Thursday, April 20, 2006

Sports Culture vs. Jock Culture

Steve Gilliard has an excellent post on the difference between Sports Culture and Jock Culture. Here is a portion of it:

Sports culture is the thing you see every day, it's the t-shirts, the throwback jerseys and the tailgating. It has relatively little to do with athletes. It's about group identity and socialization. The players are a footnote to the team identity. Take AC Milan. People are so passionate about that team, that they protest outside their headquarter for a new manager.

Jock culture is a very different thing. While people love to support teams, that love doesn't always follows to athletes. People like what Barry Bonds can do for the Giants, they have no use for him as a person. Bonds is the personification of what is wrong with jock culture. Arrogant, loud, abusive towards women.
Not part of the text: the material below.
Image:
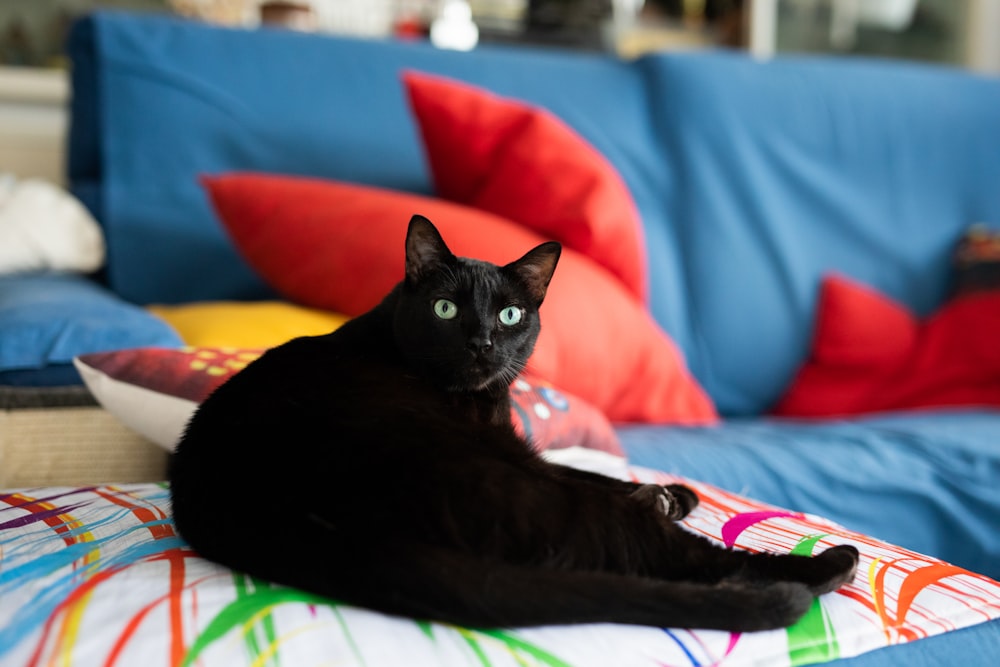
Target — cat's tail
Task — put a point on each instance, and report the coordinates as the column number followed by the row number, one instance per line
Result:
column 438, row 584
Because there is a big divide between the team and the athlete. While rooting for a team is a natural part of adulthood, athletes are often men-children, who are at once possesors of the male ideal, and frighteningly unable to deal with reality. Pro sports is the one area in adult life where paternalism reigns for men. The military is the polar opposite, where young men are encouraged to be responsible, not only for their actions, but to the unit.

Most 23 year olds have responsilbities and duties, at work, within the family, in their personal life. But athletes do not. Athletes have one responsibility, which is to perform. They don't direct their own actions, they don't manage their own affairs, they can even create buffers in their personal life.
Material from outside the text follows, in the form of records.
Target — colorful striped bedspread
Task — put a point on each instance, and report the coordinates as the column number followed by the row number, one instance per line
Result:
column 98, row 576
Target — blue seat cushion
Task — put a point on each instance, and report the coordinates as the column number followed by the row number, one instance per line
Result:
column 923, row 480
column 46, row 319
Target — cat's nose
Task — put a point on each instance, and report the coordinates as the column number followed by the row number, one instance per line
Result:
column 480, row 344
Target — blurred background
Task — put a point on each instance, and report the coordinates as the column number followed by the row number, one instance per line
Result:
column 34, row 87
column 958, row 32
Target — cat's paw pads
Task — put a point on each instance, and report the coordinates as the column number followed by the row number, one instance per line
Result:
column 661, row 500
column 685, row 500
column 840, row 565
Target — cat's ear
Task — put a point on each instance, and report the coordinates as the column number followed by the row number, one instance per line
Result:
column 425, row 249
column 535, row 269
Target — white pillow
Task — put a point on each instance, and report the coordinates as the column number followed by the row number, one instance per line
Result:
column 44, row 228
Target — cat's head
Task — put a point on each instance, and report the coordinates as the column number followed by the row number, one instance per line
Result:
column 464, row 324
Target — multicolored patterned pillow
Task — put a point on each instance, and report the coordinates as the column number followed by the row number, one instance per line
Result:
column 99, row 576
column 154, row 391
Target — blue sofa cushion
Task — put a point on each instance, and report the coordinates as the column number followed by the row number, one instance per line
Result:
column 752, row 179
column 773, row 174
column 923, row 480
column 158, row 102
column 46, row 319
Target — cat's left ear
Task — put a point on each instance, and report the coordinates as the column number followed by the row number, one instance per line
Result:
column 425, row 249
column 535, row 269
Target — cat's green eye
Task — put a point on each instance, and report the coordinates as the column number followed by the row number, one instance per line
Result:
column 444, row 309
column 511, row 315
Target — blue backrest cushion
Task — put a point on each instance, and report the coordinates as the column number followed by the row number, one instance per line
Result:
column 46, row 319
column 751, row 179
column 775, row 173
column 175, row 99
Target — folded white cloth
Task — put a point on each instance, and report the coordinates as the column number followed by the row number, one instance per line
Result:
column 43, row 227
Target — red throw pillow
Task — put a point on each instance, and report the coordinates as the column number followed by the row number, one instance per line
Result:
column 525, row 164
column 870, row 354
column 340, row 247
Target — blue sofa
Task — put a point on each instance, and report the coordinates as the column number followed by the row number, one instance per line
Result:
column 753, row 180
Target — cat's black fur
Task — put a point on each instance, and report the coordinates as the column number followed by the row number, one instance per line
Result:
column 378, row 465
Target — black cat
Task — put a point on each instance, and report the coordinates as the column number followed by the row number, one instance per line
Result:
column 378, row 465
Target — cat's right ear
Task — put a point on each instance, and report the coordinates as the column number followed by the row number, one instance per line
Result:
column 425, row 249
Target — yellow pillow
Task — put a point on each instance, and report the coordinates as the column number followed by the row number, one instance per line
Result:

The irony is that at the high school and college level, jocks are usually disliked by most students. They are often the parental idea of the perfect child, while to their peers, they're hated. Why? Because they are allowed to terroize their surroundings while receiving praise from adults.

He goes on to talk about effect the Jock Culture has on the way male athletes treat women. I think he describes the life of an elite athlete pretty well.